Some elements of the story, though, are a tad originality-challenged, particularly when Stirling gets into 2001-ish territory with some of his explanations. But overall, there's an exciting yarn here. Marc Vitrac is a member of the research team stationed on Venus in the fledgling colony of Jamestown, located near the largest city of the native human population, Kartahown, and some distance from a rival Earth colony run by the Eastbloc (da Russkies). While Vitrac acts as guide to some new arrivals from home, Jamestown learns of an Eastbloc shuttle crash somewhere in the deep wilderness, an area inhabited by savage Neanderthal tribes and even more savage sauropods. Vitrac is assigned to a Jonestown-led rescue effort joined by one Russian woman married to the shuttle pilot. Traveling by airship, they soon end up in deep говно when the craft is brought down in a storm and they must team up with the primitive human tribe of the Cloud Mountain People in order to survive, and find out just what's been going on on Venus for the last several thousand years.
The best scenes are the action scenes, hurling you headfirst and screaming with pulpy joy into a land of the lost where fanged, reptilian doom awaits around every rock. But the story is surprisingly disappointing where Stirling short-changes his native Venusian cultures. Sure, the Cloud Mountain People figure in a major way, but they are, in large part, noble-savage stereotypes. I understand this is purposeful, Stirling's most overt homage to the adventures-of-yesteryear that inspired him. But the more potentially compelling cultures — Kartahown itself, which, in the brief time we see it, has the feel of an ancient Mesoamerican city, or perhaps something like Cahokia — are barely sketched out, tantalizing us with a promise of richness and depth that always remains at arm's length. There's one scene that underscores the missed opportunity here; when a couple of the Earth visitors take a photograph in a temple, it sparks a riot that leaves a number of natives dead. But the incident is quickly over with as if it never occurred, and seems to leave no lasting diplomatic repercussions between the Earthmen and Kartahownians. Next chapter, and everyone's back to business as usual.

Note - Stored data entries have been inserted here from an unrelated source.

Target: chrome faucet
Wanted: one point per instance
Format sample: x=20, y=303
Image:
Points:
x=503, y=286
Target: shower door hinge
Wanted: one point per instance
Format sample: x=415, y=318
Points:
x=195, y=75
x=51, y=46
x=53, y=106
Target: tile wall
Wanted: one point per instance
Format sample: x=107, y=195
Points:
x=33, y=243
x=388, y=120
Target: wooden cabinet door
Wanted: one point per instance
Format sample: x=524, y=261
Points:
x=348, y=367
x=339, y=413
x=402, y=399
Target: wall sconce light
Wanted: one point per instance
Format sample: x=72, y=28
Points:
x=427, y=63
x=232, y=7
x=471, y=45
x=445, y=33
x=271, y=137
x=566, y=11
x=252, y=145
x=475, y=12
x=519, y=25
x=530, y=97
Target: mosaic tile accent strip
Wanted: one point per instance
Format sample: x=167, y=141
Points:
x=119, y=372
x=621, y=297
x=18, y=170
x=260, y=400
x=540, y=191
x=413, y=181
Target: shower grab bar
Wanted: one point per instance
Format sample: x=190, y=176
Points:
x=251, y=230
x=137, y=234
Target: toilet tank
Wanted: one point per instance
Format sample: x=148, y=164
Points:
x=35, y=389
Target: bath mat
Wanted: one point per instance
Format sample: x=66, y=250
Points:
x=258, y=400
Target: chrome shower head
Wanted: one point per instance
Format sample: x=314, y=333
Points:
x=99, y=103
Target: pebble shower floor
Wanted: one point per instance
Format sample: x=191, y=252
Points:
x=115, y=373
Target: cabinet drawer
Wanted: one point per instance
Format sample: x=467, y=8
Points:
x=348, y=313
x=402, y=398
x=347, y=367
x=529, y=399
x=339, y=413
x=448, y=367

Some later scenes are also a little too reminiscent of parts of Stirling's recent Dies the Fire trilogy, in which people from a technological culture were forced by circumstances to live off the land and learn civilization-building from square one. Scenes of characters making bows and arrows, teaming up to bring down big game, etc., recall much of what the Bearkillers had to do back in Dies the Fire. And one major English character* comes off exactly like a younger version of Sir Nigel Loring from The Protector's War, an amusingly anachronistic stereotype of Edwardian aristocracy. It's quaint that Stirling thinks everyone from England is Bertie Wooster, but seriously, come on. I can imagine most readers actually from England will be rolling their eyes Venusward at Stirling's I-say-jolly-good-show-chappies-what-what dialogue.
A good if not great tale, The Sky People might be better enjoyed as a paperback. Then again, if future sequels manage to flesh out the ideas that Stirling has introduced here (and they may well), we could be in for another series as fulfilling as his past have been.
*Well, there is a not-entirely-surprising surprise about this character I won't reveal, but it doesn't alter my point.